With that in mind then, is there a closer beacon of hope on the AAA survival horror horizon? Shadow of the Eternals, spiritual successor to Eternal Darkness, failed to meet either of its two Kickstarter campaign targets; Supermassive Games’ intriguing but probably pap PS Move title Until Dawn has seemingly gone AWOL; and the title to which the horrorish-looking screenshots belong on Climax Studios’ website (the team behind the superb Silent Hill reimagining, Shattered Memories) is still listed under Unannounced Game.
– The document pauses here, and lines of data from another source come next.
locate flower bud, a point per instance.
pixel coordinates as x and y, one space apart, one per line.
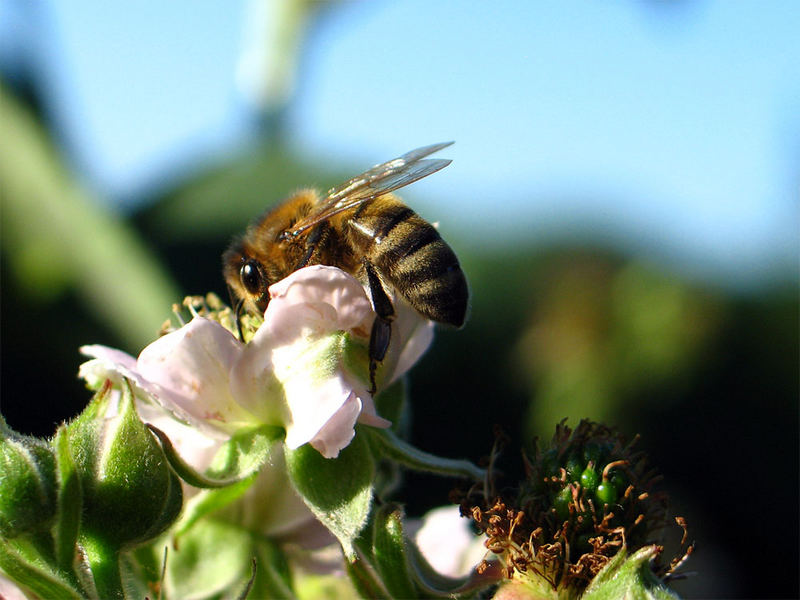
28 485
130 493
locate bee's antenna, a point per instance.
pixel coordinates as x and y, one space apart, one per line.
237 310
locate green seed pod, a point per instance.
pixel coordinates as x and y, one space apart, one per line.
574 467
606 493
130 493
589 478
562 501
28 485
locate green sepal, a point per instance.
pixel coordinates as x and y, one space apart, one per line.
238 458
363 579
209 501
27 569
392 404
629 577
337 490
130 493
28 486
272 576
389 552
387 445
70 503
209 560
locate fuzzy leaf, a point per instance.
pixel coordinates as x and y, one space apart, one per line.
337 490
239 458
389 551
70 503
629 577
388 445
34 575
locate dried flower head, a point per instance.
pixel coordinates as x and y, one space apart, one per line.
584 498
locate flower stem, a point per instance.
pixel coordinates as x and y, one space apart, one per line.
104 560
407 455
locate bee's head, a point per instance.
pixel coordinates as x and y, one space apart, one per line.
248 278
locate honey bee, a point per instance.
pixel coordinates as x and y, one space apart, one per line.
363 229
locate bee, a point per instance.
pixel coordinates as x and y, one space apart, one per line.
363 229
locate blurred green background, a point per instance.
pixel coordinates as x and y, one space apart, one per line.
579 324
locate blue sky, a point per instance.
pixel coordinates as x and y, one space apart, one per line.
674 126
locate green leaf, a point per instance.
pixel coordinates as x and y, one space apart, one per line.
273 579
212 558
389 552
388 445
28 484
70 503
337 490
240 457
130 493
363 578
33 575
209 501
629 577
106 259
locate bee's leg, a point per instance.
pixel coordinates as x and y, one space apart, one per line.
382 325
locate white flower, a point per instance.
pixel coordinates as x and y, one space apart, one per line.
447 542
294 373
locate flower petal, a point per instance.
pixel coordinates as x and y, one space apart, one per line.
337 297
189 370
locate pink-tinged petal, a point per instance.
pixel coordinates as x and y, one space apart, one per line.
109 363
191 368
313 404
285 514
447 542
323 288
338 431
196 445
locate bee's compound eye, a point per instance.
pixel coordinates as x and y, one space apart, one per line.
250 275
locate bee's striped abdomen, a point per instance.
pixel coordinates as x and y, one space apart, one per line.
413 258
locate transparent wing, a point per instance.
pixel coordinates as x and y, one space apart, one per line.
377 181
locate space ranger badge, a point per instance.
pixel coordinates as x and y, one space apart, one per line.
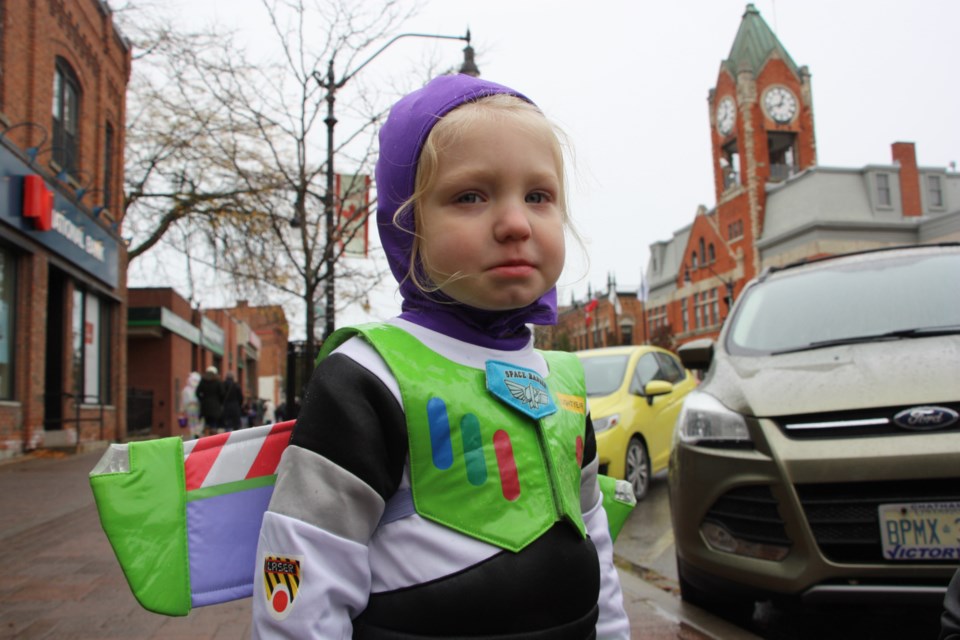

At least Guillermo del Toro’s InSane is still in development somewhere, according to the man himself; after dearly departed publisher THQ cancelled the planned trilogy, the rights reverted back to del Toro, who shopped it around the industry and is now back on track at an unspecified developer. Could it be del Toro’s dream partner at Valve? The Pan’s Labyrinth and Hellboy helmer has openly stated his admiration for the studio, and the Half-Life and Portal developer allowed GLaDOS voice actress Ellen McLain to make a sneaky cameo as the homicidal AI in de Toro’s giant robots versus giant monsters blockbuster Pacific Rim. Read into that what you will but, either way, you won’t be seeing it anytime soon.
Yet, all hope is not lost. There is one shining light left, closer than anything else, and it’s a big one! Remember Shinji Mikami from earlier? Well, he’s got a new venture coming out called The Evil Within (or Psychobreak as it’s known in Japan) and, unsurprisingly, horror fanatics are clamouring for every tiny scrap of info they can get their blood-stained hands on, and with good reason. Mikami, after all, is the man responsible for creating the survival horror genre with the original Resident Evil back in 1996 and went on to redefine it with Resident Evil 4 nine years later (as already discussed).
The horror maestro’s return to the genre is a huge deal for horror fans, and he himself has publicly declared his disdain towards survival horror’s movement into more action-heavy territory, a movement he perhaps inadvertently set in motion himself. Before it was formally announced with that spooktacular live-action trailer, when it was simply known as Project Zwei, Mikami is quoted as saying “I’ve found my focus and once again I’m striving for pure Survival Horror” before continuing “I am being very hands-on in the development of this game to ensure the quality is there”. Suffice it to say, The Evil Within is making all the right noises, and with a handpicked team at his own studio, Tango Gameworks, plus the backing of Bethesda’s bankers, Mikami is set to rejuvenate the genre once again. If it can have half as much impact on the wider industry as his previous work has then we can all sleep easy at night. Or can we?